Deutscher Verteidigungsminister: Der Iran muss aufhören, die Schifffahrt in der Straße von Hormus zu behindern
Tokio, den 23. März /QNA/ Der deutsche Verteidigungsminister Boris Pistorius betonte, dass der Iran die Behinderung der Seeschifffahrt in der Straße von Hormus einstellen müsse, und hob hervor, wie wichtig die Wiederherstellung des Schiffsverkehrs in dieser Straße als lebenswichtige internationale Wasserstraße sei.

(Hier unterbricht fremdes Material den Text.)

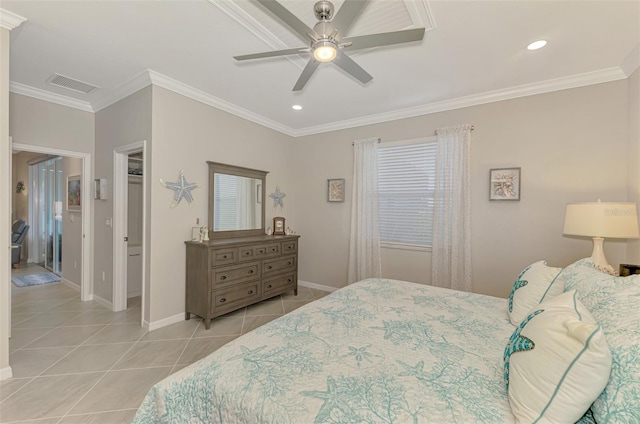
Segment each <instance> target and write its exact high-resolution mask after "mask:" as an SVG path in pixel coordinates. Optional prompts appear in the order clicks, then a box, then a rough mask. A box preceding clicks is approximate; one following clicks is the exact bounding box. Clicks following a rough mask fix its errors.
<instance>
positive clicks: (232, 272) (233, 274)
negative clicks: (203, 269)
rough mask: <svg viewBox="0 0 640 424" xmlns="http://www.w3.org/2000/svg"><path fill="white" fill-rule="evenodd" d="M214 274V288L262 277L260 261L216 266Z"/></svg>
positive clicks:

In einer Erklärung des deutschen Verteidigungsministeriums hieß es, Pistorius habe bei seinem Treffen mit seinem japanischen Amtskollegen Shinjiro Koizumi auf dem Marinestützpunkt Yokosuka bekräftigt, dass Berlin und Tokio eine gemeinsame Haltung gegenüber dem Iran vertreten und ihre bilaterale Zusammenarbeit als Teil der Unterstützung von Sicherheit und Stabilität sowie des Schutzes der internationalen Ordnung auf der Grundlage völkerrechtlicher Regeln betrachten, die die Freiheit der Schifffahrt garantieren.
In der Erklärung wurde der Zusammenhang zwischen der Sicherheit Europas und der Sicherheit der indopazifischen Region hervorgehoben und erläutert, dass der Besuch des deutschen Verteidigungsministers in Japan Teil einer Asienreise mit sicherheitspolitischem Schwerpunkt im Zusammenhang mit aktuellen globalen Ereignissen, insbesondere den Entwicklungen im Nahen Osten und dem Krieg in der Ukraine, sei.
Es wurde hinzugefügt, dass die Verteidigungsminister Deutschlands und Japans vereinbart hätten, die Zusammenarbeit in den Bereichen Sicherheit und Verteidigung auch in Zeiten globaler Krisen zu intensivieren, und dass dies durch den Ausbau von Partnerschaften in der Rüstungsindustrie zwischen Europa und Japan erreicht werden solle.